British Falkland Islands politician (born 1954)

Richard Sawle (born 1954) is a British born, Falkland Islands politician, who has been Complaints Commissioner since 15 January 2014 and previously served as a Member of the Legislative Assembly for the Stanley constituency from 2009 until 2013.

Sawle was born in Sheffield and brought up in Leyland, Lancashire. He went on to study Spanish, South American Studies and Egyptology at the University of Liverpool. In 1986 Sawle emigrated to the Falkland Islands, working as a teacher at Stanley Senior School for the next two years. In 1988 he married Judith and they founded the fishing company Seaview Ltd. Sawle became a Justice of the Peace in 1999, and in 2009 he retired from his company and was elected to the Legislative Assembly.

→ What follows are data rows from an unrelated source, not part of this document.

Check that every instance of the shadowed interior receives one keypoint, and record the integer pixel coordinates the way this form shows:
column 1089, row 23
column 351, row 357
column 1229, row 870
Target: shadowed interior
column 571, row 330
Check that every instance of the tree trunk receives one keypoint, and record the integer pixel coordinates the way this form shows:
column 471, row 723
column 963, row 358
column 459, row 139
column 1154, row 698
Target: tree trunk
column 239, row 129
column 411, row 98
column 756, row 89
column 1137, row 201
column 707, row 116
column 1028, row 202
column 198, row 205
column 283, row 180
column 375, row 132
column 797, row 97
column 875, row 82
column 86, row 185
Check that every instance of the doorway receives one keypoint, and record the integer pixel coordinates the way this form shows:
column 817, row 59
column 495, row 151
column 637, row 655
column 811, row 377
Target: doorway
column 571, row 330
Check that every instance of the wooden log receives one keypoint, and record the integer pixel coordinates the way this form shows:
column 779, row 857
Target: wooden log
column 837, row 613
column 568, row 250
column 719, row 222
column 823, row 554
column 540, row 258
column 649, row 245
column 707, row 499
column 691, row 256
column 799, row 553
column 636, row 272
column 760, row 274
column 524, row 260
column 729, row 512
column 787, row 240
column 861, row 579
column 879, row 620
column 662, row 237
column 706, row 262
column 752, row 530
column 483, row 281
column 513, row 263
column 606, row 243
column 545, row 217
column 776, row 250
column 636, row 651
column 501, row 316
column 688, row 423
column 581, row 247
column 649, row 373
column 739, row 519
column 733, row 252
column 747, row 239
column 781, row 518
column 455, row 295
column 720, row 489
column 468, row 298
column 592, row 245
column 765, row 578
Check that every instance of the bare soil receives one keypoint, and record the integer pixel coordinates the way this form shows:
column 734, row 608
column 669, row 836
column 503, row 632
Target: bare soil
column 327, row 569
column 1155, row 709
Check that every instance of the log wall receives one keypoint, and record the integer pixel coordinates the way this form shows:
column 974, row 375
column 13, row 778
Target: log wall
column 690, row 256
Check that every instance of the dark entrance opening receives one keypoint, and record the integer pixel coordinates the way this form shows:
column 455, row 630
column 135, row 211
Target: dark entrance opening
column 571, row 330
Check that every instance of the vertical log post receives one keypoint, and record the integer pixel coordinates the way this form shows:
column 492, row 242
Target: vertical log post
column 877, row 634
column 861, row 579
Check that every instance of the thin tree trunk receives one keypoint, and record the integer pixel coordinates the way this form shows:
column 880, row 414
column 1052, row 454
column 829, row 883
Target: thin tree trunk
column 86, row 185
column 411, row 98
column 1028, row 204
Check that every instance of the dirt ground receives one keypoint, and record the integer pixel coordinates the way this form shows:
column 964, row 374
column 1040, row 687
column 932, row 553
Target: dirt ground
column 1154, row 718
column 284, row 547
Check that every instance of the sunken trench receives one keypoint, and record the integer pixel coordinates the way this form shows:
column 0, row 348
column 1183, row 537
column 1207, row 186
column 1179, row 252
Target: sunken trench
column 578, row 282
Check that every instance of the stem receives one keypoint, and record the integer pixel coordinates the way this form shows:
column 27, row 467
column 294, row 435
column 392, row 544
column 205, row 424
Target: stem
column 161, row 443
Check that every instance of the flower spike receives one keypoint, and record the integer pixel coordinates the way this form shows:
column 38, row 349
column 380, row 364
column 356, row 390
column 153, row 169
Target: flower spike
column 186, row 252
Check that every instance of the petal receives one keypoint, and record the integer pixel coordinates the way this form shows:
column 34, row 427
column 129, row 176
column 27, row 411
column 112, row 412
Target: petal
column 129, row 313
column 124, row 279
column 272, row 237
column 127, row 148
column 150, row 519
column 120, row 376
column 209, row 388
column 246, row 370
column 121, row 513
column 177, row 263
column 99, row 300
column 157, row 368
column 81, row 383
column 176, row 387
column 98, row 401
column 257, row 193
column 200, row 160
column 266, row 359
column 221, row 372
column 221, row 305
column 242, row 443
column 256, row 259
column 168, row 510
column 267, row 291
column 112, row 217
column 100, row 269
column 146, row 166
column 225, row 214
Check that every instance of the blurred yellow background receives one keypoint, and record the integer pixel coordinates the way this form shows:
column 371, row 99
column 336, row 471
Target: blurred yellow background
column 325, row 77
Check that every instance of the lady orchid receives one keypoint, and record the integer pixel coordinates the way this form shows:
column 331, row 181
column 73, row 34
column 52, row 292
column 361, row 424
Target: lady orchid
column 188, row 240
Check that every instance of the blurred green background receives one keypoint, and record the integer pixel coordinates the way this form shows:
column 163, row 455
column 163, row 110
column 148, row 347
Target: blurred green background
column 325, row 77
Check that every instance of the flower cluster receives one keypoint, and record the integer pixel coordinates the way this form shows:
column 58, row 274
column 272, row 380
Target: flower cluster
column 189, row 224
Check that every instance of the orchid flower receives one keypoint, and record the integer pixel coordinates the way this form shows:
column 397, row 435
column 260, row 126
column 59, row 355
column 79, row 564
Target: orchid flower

Following the 30th anniversary of the Falklands War in 2012 and the sovereignty referendum in 2013, Sawle began a campaign to promote the interests of the Falkland Islanders internationally. This included attending parliamentary and business meetings in Brazil, Uruguay, and other Latin American nations. Sawle also appeared on Newsnight, The Daily Politics and wrote an editorial in The Guardian to further promote the Falklands in the UK. Sawle did not stand for re-election in the 2013 general election. In January 2014 Sawle was appointed Complaints Commissioner for the Falklands by Governor Nigel Heywood.